I was fortunate enough to study with Jim Rohn in the 80s. He was a remarkable human being who insisted that “change begins with choice.” 

Everyday we are faced with choices from the tiniest ones, like when to get out of bed, to bigger ones, like saying yes or no to that marriage or job proposal. 

Choices are all around you. No matter how hard you try to avoid making decisions, you can’t escape them.

The power of choice is a privilege—an inalienable right of being a human being. But why do you shun it and attempt to avoid making choices in your life? Ultimately, you do make a choice when you’re forced out of bed by your need to go to the bathroom or the cry of a small child... or when that special person gets tired of waiting for your commitment to them… or when you never respond to the job offer. 

Why do you give away your power to circumstances? Why do you forfeit taking charge of your days?

Could it be decision fatigue? 

Could it be borne of a scarcity mindset? 

Could it be a lack of Executive Function skills? 

It could be any or all of these situations and more… 

So what does it look like to run your day versus your day running you?

Does the day run you? Look for these signs:

  1. You wake in the morning and check to see whether you “feel” like getting out of bed.. You roll out of bed when you “feel like it” instead of when you said you would.
  2. You fall behind on your tasks or don’t know what you’re supposed to be doing throughout the day and feel purposeless.
  3. You often lack hope and feel exhausted physically or mentally and you are unable to determine its root cause.
  4. You don’t keep your word to yourself, or are afraid to promise yourself or others anything because you don’t trust that you can follow through on it.
  5. You allow others to give work to you rather than initiating your own work. You need their validation for feelings of self-worth.
  6. When things are falling apart, you act like a victim instead of finding solutions to overcome the obstacles.
  7. You never feel like you are enough or do enough. You feel guilty when you try to take time for self-care. 

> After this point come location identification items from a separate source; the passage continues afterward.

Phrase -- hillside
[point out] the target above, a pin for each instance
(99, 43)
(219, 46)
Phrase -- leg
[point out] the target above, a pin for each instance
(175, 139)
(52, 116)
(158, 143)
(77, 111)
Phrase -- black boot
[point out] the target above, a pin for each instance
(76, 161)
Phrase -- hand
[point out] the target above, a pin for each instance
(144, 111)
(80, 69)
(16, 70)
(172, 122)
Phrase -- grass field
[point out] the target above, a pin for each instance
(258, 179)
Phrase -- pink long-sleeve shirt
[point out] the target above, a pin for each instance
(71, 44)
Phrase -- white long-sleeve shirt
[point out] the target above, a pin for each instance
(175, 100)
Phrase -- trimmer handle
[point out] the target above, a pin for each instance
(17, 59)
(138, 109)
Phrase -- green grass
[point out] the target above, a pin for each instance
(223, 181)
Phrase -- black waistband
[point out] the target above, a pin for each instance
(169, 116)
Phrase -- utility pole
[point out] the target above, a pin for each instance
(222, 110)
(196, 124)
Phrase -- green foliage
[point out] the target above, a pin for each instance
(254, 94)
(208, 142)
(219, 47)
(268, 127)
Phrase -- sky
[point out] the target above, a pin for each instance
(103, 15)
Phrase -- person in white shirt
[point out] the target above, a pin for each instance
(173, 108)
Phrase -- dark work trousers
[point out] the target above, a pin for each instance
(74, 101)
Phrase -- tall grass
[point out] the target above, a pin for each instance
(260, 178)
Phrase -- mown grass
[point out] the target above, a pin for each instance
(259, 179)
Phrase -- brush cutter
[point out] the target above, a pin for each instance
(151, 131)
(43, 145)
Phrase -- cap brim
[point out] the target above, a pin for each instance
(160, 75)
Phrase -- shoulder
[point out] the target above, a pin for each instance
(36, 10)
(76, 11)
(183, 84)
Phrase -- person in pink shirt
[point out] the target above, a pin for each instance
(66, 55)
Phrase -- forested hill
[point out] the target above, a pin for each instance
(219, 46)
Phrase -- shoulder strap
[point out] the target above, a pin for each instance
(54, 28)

Do you run your day? Look for these signs:

  1. You set your alarm the night before and you spring out of bed with anticipation. You know your values and you are eager to live by them.
  2. You review your day’s agenda noting the priorities for the day. You follow through on your commitments. You decide what is good enough instead of getting bogged down by perfectionism.
  3. You take time for self-care as an established pattern at a fixed time, because you know it’s important to your health and well-being.
  4. You follow through on your commitments to yourself and others for your day, and if you cannot, you notify those affected to let them know the status.
  5. You don’t ghost others or blame others when things don’t go as planned. You take responsibility because you’re running your day—not anyone else.
  6. When others want things from you, you thoughtfully choose when to assist based on your values and established agenda for your day.
  7. You go to bed at a reasonable hour because you know that your body needs rest. 

So, let’s assume you want to “run your day” and you don’t know where to begin…It takes work for sure, but it all begins with how you think. 

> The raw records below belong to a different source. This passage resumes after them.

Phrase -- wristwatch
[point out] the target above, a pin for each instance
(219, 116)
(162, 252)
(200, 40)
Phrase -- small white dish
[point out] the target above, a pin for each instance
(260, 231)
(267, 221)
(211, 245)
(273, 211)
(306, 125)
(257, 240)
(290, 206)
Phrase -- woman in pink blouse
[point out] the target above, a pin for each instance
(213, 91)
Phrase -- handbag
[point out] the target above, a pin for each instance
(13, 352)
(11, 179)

Cultivating a growth mindset is essential in creating the change you desire. You are how you think. If you think you can then you will. But if you think you can’t, then you won’t. Both statements are true. But again, you have to choose. To not choose is already a choice made from limiting beliefs. 

My mentor, Jim Rohn, believed success is a mindset. The things that we accomplish in our lifetimes are related to the risks we take—based on making good decisions according to our values. When we know our values we become empowered by them. When we’re empowered by them and take action as a result, then we are running our day and ultimately, our lives. 

Take for instance one middle-aged mom I was working with. We’ll call her Mia. She was in her mid-fifties looking for a part-time job after many years of being home with her family. She didn’t have to take on a job, but she wanted to use her writing and teaching skills in a broader capacity.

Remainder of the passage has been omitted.